Mamba State Space Model — Custom LLM Architecture Design (Chapter 11)

Mamba replaces attention with a selective state space model that processes sequences linearly in context length. Unlike transformers' O(N²) attention, Mamba achieves O(N) complexity while maintaining long-range dependencies.
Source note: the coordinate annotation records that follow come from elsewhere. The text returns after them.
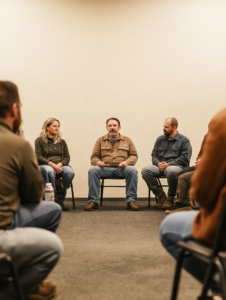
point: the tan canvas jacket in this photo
(112, 155)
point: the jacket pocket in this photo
(175, 151)
(162, 151)
(105, 151)
(123, 152)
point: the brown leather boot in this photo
(132, 206)
(92, 205)
(161, 199)
(45, 291)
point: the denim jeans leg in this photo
(44, 175)
(94, 175)
(34, 252)
(171, 174)
(130, 173)
(67, 177)
(178, 227)
(46, 215)
(149, 174)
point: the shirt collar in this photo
(121, 137)
(176, 137)
(5, 125)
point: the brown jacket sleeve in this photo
(202, 146)
(31, 182)
(96, 152)
(133, 156)
(210, 176)
(66, 158)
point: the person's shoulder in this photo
(183, 137)
(126, 138)
(161, 137)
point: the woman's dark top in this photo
(50, 152)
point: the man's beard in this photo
(17, 122)
(168, 133)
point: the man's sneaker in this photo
(45, 291)
(178, 206)
(63, 207)
(167, 204)
(132, 205)
(92, 205)
(160, 200)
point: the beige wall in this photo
(141, 61)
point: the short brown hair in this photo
(113, 119)
(8, 96)
(173, 121)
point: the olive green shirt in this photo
(20, 178)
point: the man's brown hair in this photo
(173, 121)
(8, 96)
(113, 119)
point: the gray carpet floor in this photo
(113, 253)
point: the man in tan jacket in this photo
(114, 155)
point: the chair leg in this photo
(222, 276)
(16, 280)
(101, 192)
(177, 274)
(149, 198)
(206, 282)
(72, 193)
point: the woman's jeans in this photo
(177, 227)
(67, 176)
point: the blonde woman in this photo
(53, 156)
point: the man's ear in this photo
(14, 111)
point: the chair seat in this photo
(112, 178)
(197, 248)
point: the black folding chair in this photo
(8, 275)
(215, 257)
(149, 192)
(102, 186)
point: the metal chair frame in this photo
(213, 254)
(149, 191)
(102, 186)
(11, 276)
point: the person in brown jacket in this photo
(114, 155)
(27, 224)
(208, 187)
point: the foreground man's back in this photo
(24, 218)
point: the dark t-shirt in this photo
(54, 152)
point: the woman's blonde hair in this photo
(44, 132)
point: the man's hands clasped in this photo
(57, 167)
(162, 166)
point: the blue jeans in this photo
(67, 177)
(178, 227)
(149, 174)
(44, 175)
(46, 215)
(34, 253)
(129, 173)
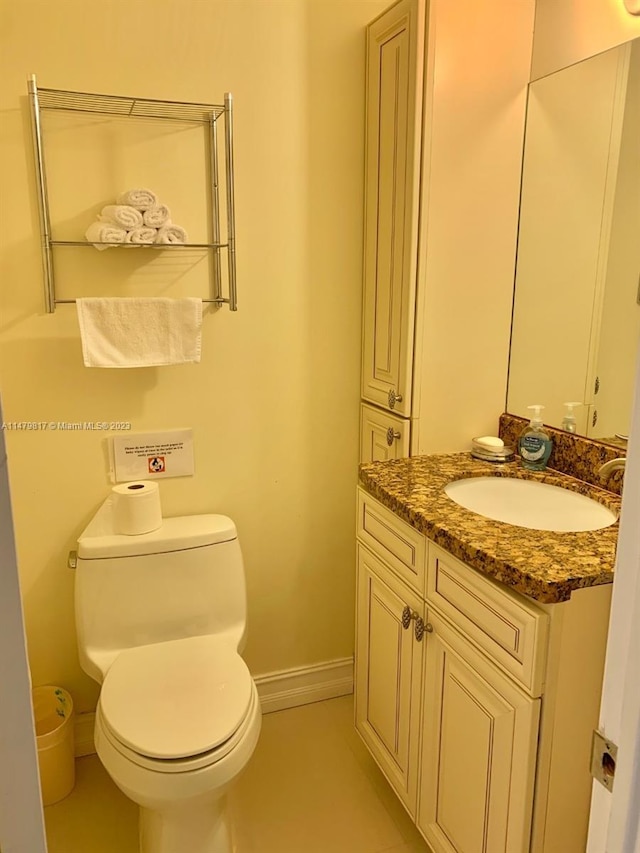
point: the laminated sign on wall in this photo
(153, 455)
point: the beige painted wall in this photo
(567, 31)
(274, 403)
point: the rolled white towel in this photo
(104, 232)
(171, 233)
(141, 235)
(139, 198)
(157, 216)
(123, 215)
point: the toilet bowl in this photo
(178, 716)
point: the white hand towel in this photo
(124, 215)
(157, 216)
(141, 235)
(104, 232)
(139, 198)
(171, 233)
(140, 332)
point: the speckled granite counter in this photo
(544, 565)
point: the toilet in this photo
(161, 621)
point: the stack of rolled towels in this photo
(137, 218)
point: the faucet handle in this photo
(606, 470)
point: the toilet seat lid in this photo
(176, 699)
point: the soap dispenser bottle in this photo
(569, 420)
(534, 444)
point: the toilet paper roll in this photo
(136, 507)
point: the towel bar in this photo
(115, 105)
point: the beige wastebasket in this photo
(53, 713)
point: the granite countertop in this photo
(542, 564)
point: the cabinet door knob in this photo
(394, 398)
(392, 436)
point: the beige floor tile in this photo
(96, 817)
(311, 787)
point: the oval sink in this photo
(528, 503)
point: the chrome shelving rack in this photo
(115, 105)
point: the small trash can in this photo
(53, 713)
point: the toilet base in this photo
(194, 828)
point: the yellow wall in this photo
(274, 402)
(567, 31)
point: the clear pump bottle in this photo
(569, 420)
(534, 444)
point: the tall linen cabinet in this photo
(445, 107)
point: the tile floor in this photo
(311, 787)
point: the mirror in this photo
(576, 316)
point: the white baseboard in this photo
(287, 688)
(291, 687)
(83, 733)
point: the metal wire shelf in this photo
(120, 105)
(126, 107)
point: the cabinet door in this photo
(478, 753)
(388, 674)
(382, 436)
(394, 89)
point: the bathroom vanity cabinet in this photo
(430, 224)
(477, 702)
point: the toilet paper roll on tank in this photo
(136, 507)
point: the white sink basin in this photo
(528, 503)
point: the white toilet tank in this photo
(185, 579)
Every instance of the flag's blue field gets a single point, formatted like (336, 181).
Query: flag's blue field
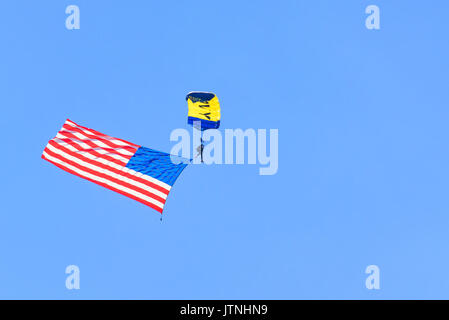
(363, 173)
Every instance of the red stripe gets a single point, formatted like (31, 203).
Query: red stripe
(131, 149)
(106, 186)
(102, 134)
(112, 169)
(93, 145)
(92, 151)
(104, 176)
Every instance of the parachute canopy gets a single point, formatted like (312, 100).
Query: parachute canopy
(204, 110)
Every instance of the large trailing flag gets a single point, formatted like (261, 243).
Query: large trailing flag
(137, 172)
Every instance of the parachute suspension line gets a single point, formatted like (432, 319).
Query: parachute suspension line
(202, 147)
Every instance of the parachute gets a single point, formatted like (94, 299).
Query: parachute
(204, 110)
(204, 113)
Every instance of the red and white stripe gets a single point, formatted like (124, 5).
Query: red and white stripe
(102, 159)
The Mamba SSM (State Space Model) discretizes continuous parameters using zero-order hold:

import torch
import torch.nn as nn
import torch.nn.functional as F
import math

class MambaBlock(nn.Module):
    """
    Mamba Selective State Space Model block.
    Based on 'Mamba: Linear-Time Sequence Modeling with Selective State Spaces'
    """
    def __init__(self, d_model, d_state=16, d_conv=4, expand=2):
        super().__init__()
        self.d_model = d_model
        self.d_state = d_state
        self.d_conv = d_conv
        self.d_inner = d_model * expand
        
        # Input projection
        self.in_proj = nn.Linear(d_model, self.d_inner * 2, bias=False)
        
        # Convolutional extension
        self.conv1d = nn.Conv1d(
            in_channels=self.d_inner,
            out_channels=self.d_inner,
            kernel_size=d_conv,
            padding=d_conv - 1,
            groups=self.d_inner,
        )
        
        # SSM parameters (selective, thus input-dependent)
        # D: skip connection (input-dependent)
        self.x_proj = nn.Linear(self.d_inner, d_state * 2 + 1, bias=False)
        
        # dt_proj: input-dependent step size
        self.dt_proj = nn.Linear(d_state * 2 + 1, self.d_inner, bias=True)
        
        # A: state matrix (input-dependent during forward)
        self.A_log = nn.Parameter(torch.randn(self.d_inner, d_state))
        self.A = nn.Parameter(torch.exp(torch.randn(self.d_inner, d_state)))
        
        # B, C: input-dependent during forward (from x_proj)
        
        # Output projection
        self.out_proj = nn.Linear(self.d_inner, d_model, bias=False)
        
        self.selective_scan = selective_scan
    
    def forward(self, x):
        """
        x: (batch, seq_len, d_model)
        """
        batch, seq_len, d_model = x.shape
        
        # Split input for A/B/C and D branches
        xz = self.in_proj(x)
        x_inner, z = xz.chunk(2, dim=-1)
        
        # Convolution (over seq dimension)
        x_conv = x_inner.transpose(1, 2)  # (batch, d_inner, seq)
        x_conv = self.conv1d(x_conv)[:, :, :seq_len]
        x_conv = x_conv.transpose(1, 2)  # (batch, seq, d_inner)
        x_conv = F.silu(x_conv)
        
        # Compute SSM parameters (selective: depend on current input)
        x_dbl = self.x_proj(x_conv)  # (batch, seq, d_state*2 + 1)
        dt, B, C = x_dbl.chunk(3, dim=-1)
        dt = self.dt_proj(dt)
        D = torch.sigmoid(z)
        
        # Selective scan
        y = self.selective_scan(
            x_conv, dt, self.A, B, C
        )
        
        # Output with gating
        return self.out_proj(y * D)

Failure mode: State dimension too large. d_state=16 is typical but varies by model size. Larger d_state improves expressiveness but increases memory (O(d_state × d_inner) parameters). Setting d_state=4 severely limits SSM expressiveness.

Failure mode: Discretization instability. The A matrix (state matrix) exponential creates large magnitudes for negative A_log values. Initialize A_log with small absolute values (standard normal is appropriate) or use careful initialization from the reference implementation.